EDMONTON, Alta. – Worker safety is being put at risk by lack of oversight for a program that fast-tracked guest workers in Alberta’s oil patch, the Alberta Federation of Labour has charged.
As reported today by CBC news, workers at the Husky Sunrise project in the Alberta oil sands have come forward with accounts of significant safety violations and near misses caused by inexperienced and unqualified workers hired through the Alberta Pilot for Occupation-Specific Work Permits, a special fast-track stream of the Temporary Foreign Worker program.
“When it comes to the Temporary Foreign Worker Program, we’ve raised concerns about wage suppression, exploitation of foreign workers and the displacement of Canadians. But now it’s becoming clear that the program also has serious implications for workplace safety,” Alberta Federation of Labour president Gil McGowan said.
“What we’re seeing is that employers have been using the Alberta Occupation-Specific pilot program to hire unskilled workers to do skilled work in oil sands construction. Without the proper skills and training, these workers are putting themselves and others at risk of serious injury or even death.”
Originally launched in June 2011, the Pilot allowed employers to hire unqualified workers from abroad for specific occupations without first demonstrating that efforts had been made to offer the jobs to qualified Canadians. Information on the Pilot is difficult to obtain, but based on what’s available, the Alberta Federation of Labour estimates that only 24 per cent of guest workers hired under the Occupation-Specific fast track are fully qualified as tradespeople.
“We fear that some of the guest workers given a work permit through the Pilot are unqualified as tradespeople and unfit to work on Alberta industrial construction sites because of their inability to effectively communicate with coworkers,” McGowan said in a letter asking the federal Auditor General to conduct a non-partisan review of the program. “Everybody wants to ensure that Canadian workplaces are safe workplaces. An audit of this program would help ensure that standards are maintained, and could prevent injuries and deaths.”
When it began, the Pilot was originally just for the steamfitter/pipefitter trade, but was expanded in September 2012 to include six additional occupations. On July 31 of this year, the Pilot was ended as part of the government’s changes to the Temporary Foreign Worker program, but work permits already granted under the program are still in place and an estimated 2,000 workers brought in through the pilot are still at Alberta worksites.
“When it comes to safety issues, the government shouldn’t just be waiting around for these work permits to expire,” McGowan said. “If there are workers on these sites who are not trained, and who pose a risk to their co-workers, the government needs to act.”

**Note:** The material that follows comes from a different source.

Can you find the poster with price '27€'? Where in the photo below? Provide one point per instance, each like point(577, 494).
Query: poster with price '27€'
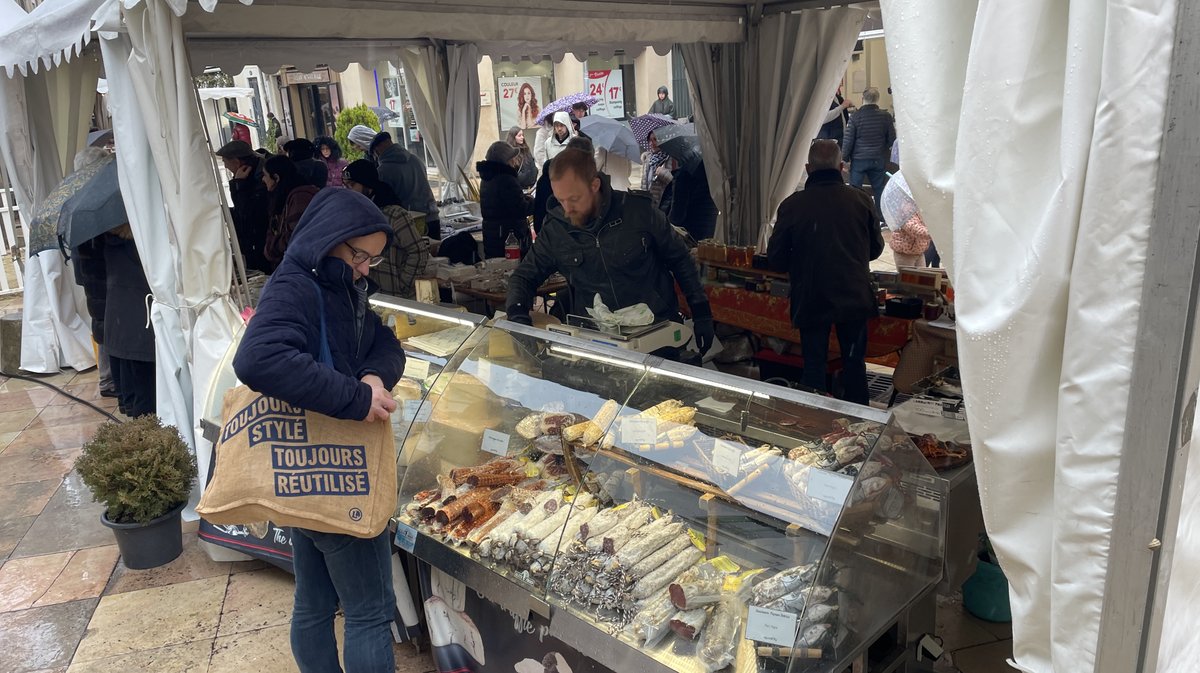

Unlike other Temporary Foreign Worker programs, the Alberta Pilot for Occupation-Specific Work Permits did not require employers to fill out Labour Market Impact Assessments – the documents that are supposed to ensure that there was an attempt to hire Canadians to do the work. Because of this lack of paperwork, it has been difficult until now for the public to obtain information about how the program is being misused.